The method proposed here strives to provide a better tool for image composition by using several diffusion processes in parallel, each configured with a specific prompt and settings, and focused on a particular region of the image. You can try it out in the example above!

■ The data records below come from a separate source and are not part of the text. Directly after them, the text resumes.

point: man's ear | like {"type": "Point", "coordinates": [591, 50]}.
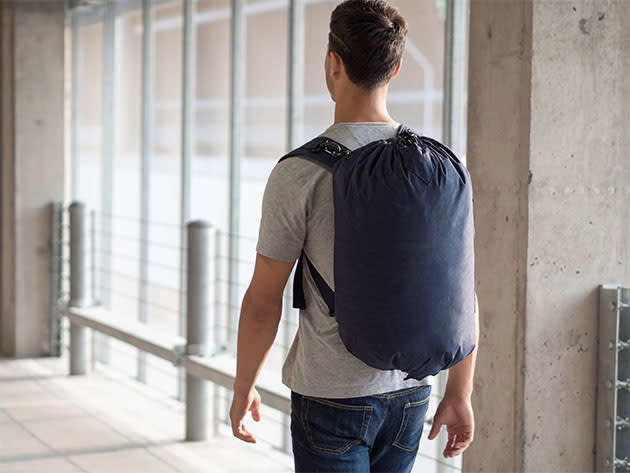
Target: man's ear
{"type": "Point", "coordinates": [336, 63]}
{"type": "Point", "coordinates": [397, 69]}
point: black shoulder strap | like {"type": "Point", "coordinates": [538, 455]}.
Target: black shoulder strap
{"type": "Point", "coordinates": [325, 152]}
{"type": "Point", "coordinates": [299, 301]}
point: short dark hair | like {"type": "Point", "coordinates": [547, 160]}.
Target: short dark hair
{"type": "Point", "coordinates": [369, 36]}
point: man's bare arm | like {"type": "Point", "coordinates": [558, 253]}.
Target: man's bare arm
{"type": "Point", "coordinates": [258, 324]}
{"type": "Point", "coordinates": [455, 409]}
{"type": "Point", "coordinates": [460, 376]}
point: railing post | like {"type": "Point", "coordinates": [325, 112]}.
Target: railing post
{"type": "Point", "coordinates": [56, 209]}
{"type": "Point", "coordinates": [78, 334]}
{"type": "Point", "coordinates": [200, 236]}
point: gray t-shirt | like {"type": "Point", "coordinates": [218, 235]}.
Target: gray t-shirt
{"type": "Point", "coordinates": [298, 213]}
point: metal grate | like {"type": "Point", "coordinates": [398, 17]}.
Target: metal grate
{"type": "Point", "coordinates": [613, 380]}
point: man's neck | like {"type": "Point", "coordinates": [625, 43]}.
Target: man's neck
{"type": "Point", "coordinates": [355, 105]}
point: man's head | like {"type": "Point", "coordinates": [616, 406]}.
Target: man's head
{"type": "Point", "coordinates": [368, 36]}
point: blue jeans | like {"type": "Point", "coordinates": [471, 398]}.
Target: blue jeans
{"type": "Point", "coordinates": [379, 433]}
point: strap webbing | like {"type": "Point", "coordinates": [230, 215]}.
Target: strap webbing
{"type": "Point", "coordinates": [299, 301]}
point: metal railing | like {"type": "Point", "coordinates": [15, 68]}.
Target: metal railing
{"type": "Point", "coordinates": [204, 353]}
{"type": "Point", "coordinates": [191, 352]}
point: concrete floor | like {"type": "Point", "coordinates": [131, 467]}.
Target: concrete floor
{"type": "Point", "coordinates": [101, 423]}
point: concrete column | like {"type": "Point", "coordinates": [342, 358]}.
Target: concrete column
{"type": "Point", "coordinates": [32, 117]}
{"type": "Point", "coordinates": [549, 155]}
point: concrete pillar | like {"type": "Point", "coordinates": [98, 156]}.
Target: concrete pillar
{"type": "Point", "coordinates": [31, 167]}
{"type": "Point", "coordinates": [549, 155]}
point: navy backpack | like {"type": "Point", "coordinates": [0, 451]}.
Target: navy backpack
{"type": "Point", "coordinates": [403, 252]}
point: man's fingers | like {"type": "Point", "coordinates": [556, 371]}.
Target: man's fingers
{"type": "Point", "coordinates": [255, 410]}
{"type": "Point", "coordinates": [241, 432]}
{"type": "Point", "coordinates": [435, 428]}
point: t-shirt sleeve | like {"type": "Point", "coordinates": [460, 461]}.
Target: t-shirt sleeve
{"type": "Point", "coordinates": [283, 222]}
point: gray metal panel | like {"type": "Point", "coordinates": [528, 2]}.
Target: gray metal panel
{"type": "Point", "coordinates": [295, 122]}
{"type": "Point", "coordinates": [236, 127]}
{"type": "Point", "coordinates": [101, 345]}
{"type": "Point", "coordinates": [606, 378]}
{"type": "Point", "coordinates": [199, 243]}
{"type": "Point", "coordinates": [78, 334]}
{"type": "Point", "coordinates": [56, 216]}
{"type": "Point", "coordinates": [145, 179]}
{"type": "Point", "coordinates": [74, 123]}
{"type": "Point", "coordinates": [188, 81]}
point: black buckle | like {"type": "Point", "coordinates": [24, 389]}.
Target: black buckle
{"type": "Point", "coordinates": [330, 147]}
{"type": "Point", "coordinates": [408, 138]}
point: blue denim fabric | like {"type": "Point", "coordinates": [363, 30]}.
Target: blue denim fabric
{"type": "Point", "coordinates": [379, 433]}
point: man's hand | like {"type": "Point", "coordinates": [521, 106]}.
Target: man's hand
{"type": "Point", "coordinates": [241, 404]}
{"type": "Point", "coordinates": [457, 414]}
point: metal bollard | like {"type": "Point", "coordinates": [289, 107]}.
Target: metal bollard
{"type": "Point", "coordinates": [200, 240]}
{"type": "Point", "coordinates": [78, 334]}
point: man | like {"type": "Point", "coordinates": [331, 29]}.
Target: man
{"type": "Point", "coordinates": [346, 415]}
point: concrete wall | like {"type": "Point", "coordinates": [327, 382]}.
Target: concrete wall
{"type": "Point", "coordinates": [549, 155]}
{"type": "Point", "coordinates": [35, 164]}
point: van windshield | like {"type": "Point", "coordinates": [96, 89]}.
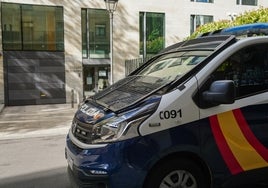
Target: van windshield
{"type": "Point", "coordinates": [174, 65]}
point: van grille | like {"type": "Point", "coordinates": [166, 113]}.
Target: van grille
{"type": "Point", "coordinates": [82, 131]}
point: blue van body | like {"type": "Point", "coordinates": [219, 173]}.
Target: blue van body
{"type": "Point", "coordinates": [195, 115]}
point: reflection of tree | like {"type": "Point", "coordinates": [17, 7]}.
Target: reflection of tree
{"type": "Point", "coordinates": [155, 42]}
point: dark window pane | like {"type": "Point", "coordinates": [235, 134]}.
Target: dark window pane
{"type": "Point", "coordinates": [99, 33]}
{"type": "Point", "coordinates": [31, 27]}
{"type": "Point", "coordinates": [152, 27]}
{"type": "Point", "coordinates": [11, 26]}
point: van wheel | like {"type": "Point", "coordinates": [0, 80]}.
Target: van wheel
{"type": "Point", "coordinates": [179, 173]}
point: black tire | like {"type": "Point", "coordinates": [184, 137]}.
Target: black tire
{"type": "Point", "coordinates": [177, 173]}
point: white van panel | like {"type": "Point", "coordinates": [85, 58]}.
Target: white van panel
{"type": "Point", "coordinates": [176, 108]}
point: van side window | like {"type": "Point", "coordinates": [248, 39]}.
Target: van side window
{"type": "Point", "coordinates": [248, 68]}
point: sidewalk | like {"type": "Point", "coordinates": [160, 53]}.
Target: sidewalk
{"type": "Point", "coordinates": [35, 120]}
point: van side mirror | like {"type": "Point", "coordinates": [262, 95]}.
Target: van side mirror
{"type": "Point", "coordinates": [220, 92]}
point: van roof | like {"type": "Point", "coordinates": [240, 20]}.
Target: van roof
{"type": "Point", "coordinates": [241, 30]}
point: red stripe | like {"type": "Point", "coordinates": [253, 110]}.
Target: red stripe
{"type": "Point", "coordinates": [251, 138]}
{"type": "Point", "coordinates": [226, 152]}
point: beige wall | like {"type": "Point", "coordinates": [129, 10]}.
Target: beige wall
{"type": "Point", "coordinates": [126, 29]}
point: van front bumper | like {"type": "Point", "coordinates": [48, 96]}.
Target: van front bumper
{"type": "Point", "coordinates": [107, 167]}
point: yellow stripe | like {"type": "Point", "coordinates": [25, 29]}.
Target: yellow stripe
{"type": "Point", "coordinates": [243, 151]}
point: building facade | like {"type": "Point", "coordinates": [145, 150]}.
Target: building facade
{"type": "Point", "coordinates": [55, 51]}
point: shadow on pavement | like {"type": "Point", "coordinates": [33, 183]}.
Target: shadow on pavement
{"type": "Point", "coordinates": [56, 178]}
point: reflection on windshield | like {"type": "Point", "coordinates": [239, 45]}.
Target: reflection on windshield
{"type": "Point", "coordinates": [172, 66]}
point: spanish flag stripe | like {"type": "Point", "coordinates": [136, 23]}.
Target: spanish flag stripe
{"type": "Point", "coordinates": [251, 138]}
{"type": "Point", "coordinates": [244, 152]}
{"type": "Point", "coordinates": [225, 151]}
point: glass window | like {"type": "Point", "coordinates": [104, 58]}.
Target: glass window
{"type": "Point", "coordinates": [95, 33]}
{"type": "Point", "coordinates": [248, 68]}
{"type": "Point", "coordinates": [152, 26]}
{"type": "Point", "coordinates": [198, 20]}
{"type": "Point", "coordinates": [11, 27]}
{"type": "Point", "coordinates": [247, 2]}
{"type": "Point", "coordinates": [32, 27]}
{"type": "Point", "coordinates": [204, 1]}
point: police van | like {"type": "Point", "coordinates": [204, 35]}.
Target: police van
{"type": "Point", "coordinates": [193, 116]}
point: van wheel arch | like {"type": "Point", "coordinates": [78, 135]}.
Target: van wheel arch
{"type": "Point", "coordinates": [191, 162]}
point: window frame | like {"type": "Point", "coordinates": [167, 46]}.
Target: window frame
{"type": "Point", "coordinates": [57, 32]}
{"type": "Point", "coordinates": [244, 2]}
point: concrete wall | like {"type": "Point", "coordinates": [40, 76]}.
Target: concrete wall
{"type": "Point", "coordinates": [126, 29]}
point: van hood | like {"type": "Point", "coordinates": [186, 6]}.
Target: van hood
{"type": "Point", "coordinates": [128, 92]}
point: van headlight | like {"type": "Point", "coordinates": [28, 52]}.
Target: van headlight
{"type": "Point", "coordinates": [122, 126]}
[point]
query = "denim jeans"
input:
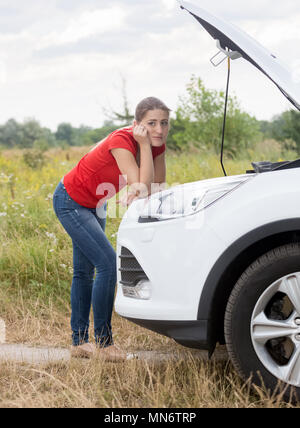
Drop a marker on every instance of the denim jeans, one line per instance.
(91, 250)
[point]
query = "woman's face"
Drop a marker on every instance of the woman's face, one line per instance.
(157, 124)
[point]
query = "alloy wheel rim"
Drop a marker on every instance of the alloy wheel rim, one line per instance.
(275, 329)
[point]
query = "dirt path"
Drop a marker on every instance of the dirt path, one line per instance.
(43, 355)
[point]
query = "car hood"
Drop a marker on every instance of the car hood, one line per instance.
(233, 38)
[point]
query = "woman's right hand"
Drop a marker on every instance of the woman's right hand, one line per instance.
(140, 134)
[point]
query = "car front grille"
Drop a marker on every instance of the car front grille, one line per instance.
(131, 270)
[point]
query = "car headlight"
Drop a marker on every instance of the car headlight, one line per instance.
(189, 198)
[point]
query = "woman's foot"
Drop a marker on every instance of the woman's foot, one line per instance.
(86, 350)
(111, 353)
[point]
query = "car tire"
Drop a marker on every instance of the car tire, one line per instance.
(262, 322)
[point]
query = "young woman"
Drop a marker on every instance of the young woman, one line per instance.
(133, 156)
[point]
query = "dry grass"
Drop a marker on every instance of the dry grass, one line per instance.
(185, 382)
(35, 276)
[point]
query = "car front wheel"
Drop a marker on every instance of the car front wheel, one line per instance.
(262, 321)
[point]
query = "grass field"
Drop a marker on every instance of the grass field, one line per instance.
(35, 277)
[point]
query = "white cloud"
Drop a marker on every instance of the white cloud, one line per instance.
(62, 60)
(87, 24)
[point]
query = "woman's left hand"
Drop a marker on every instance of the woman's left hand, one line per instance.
(127, 199)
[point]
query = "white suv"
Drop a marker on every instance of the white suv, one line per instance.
(218, 260)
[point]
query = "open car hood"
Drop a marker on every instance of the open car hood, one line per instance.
(234, 39)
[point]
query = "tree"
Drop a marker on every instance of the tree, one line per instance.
(124, 118)
(199, 120)
(10, 134)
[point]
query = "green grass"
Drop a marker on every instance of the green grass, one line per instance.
(35, 277)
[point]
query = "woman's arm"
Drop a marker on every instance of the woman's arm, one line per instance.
(140, 178)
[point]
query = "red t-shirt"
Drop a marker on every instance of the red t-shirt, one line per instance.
(97, 176)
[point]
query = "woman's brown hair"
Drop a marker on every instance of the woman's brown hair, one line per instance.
(149, 103)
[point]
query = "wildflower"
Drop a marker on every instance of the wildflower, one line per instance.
(52, 236)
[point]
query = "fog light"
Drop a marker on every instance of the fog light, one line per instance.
(142, 290)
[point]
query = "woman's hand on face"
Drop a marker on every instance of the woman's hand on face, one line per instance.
(140, 134)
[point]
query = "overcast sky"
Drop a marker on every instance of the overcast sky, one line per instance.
(63, 60)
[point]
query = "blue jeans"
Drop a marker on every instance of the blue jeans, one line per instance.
(91, 250)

The mixture of diffusion processes is done in a way that harmonizes the generation process, preventing "seam" effects in the generated image.

Using several diffusion processes in parallel has also practical advantages when generating very large images, as the GPU memory requirements are similar to that of generating an image of the size of a single tile.

## Responsible use

The same recommendations as in Stable Diffusion apply, so please check the corresponding [model card](https://huggingface.co/CompVis/stable-diffusion-v1-4).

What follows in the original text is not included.